How does the Web work?

Web software is designed around a distributed client-server architecture. A Web client (called a Web browser if it is intended for interactive use) is a program which can send requests for documents to any Web server. A Web server is a program that, upon receipt of a request, sends the document requested (or an error message if appropriate) back to the requesting client. Using a distributed architecture means that a client program may be running on a completely separate machine from that of the server, possibly in another room or even in another country. Because the task of document storage is left to the server and the task of document presentation is left to the client, each program can concentrate on those duties and progress independently of each other.

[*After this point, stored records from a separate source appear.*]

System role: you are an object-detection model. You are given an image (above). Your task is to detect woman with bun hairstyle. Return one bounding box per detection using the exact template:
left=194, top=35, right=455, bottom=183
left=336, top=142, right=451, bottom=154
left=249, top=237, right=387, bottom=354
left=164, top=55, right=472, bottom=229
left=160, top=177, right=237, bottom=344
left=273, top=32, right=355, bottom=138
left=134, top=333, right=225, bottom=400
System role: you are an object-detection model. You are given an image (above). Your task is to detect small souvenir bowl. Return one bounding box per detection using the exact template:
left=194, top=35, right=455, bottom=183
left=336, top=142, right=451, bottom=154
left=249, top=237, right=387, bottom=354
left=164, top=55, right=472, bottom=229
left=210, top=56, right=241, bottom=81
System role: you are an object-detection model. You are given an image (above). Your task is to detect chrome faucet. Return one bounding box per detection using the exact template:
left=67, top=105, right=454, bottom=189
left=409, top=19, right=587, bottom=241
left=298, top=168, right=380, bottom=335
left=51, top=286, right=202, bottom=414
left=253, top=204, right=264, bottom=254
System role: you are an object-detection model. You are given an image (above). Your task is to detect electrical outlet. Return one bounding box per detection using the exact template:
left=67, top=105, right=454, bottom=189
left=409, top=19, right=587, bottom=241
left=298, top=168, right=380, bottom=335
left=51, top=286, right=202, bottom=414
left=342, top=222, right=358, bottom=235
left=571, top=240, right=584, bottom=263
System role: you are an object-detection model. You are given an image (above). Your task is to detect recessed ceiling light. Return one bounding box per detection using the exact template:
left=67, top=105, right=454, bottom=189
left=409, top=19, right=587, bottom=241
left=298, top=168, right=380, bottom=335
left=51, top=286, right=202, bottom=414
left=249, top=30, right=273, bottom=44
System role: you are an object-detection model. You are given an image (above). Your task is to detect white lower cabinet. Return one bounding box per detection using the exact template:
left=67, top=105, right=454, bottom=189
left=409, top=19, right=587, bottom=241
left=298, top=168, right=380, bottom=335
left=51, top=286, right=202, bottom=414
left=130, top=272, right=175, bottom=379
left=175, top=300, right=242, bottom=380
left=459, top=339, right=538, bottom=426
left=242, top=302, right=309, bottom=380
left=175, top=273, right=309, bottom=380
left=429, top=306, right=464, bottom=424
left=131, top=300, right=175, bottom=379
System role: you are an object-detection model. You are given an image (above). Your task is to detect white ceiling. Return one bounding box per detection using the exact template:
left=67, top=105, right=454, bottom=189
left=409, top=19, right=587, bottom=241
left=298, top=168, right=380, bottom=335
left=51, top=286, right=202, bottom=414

Because servers usually operate only when documents are requested, they put a minimal amount of workload on the computers they run on.

Here's an example of how the process works:

Running a Web client, the user selects a hyperlink in a piece of hypertext connecting to another document - "The History of Computers", for example.
The Web client uses the address associated with that hyperlink to connect to the Web server at a specified network address and asks for the document associated with "The History of Computers".
The server responds by sending the text and any other media within that text (pictures, sounds, or movies) to the client, which the client then renders for presentation on the user's screen.

Figure 6. A typical transaction between Web servers and clients.

The World-Wide Web is composed of thousands of these virtual transactions taking place per hour throughout the world, creating a web of information flow.

Future Web servers will include encryption and client authentication abilities - they will be able to send and receive secure data and be more selective as to which clients receive information. This will allow freer communications among Web users and will ensure that sensitive data is kept private. It will be harder to compromise the security of commercial servers and educational servers which wish to keep information local. Improvements in security will facilitate the idea of "pay-per-view" hypermedia, a concept which many commercial interests are pursuing.

The language that Web clients and servers use to communicate with each other is called the Hypertext Transfer Protocol (HTTP). All Web clients and servers must be able to speak HTTP in order to send and receive hypermedia documents. For this reason, Web servers are often called HTTP servers.

The phrase "World-Wide Web" is often used to refer to the collective network of servers speaking HTTP as well as the global body of information available using the protocol.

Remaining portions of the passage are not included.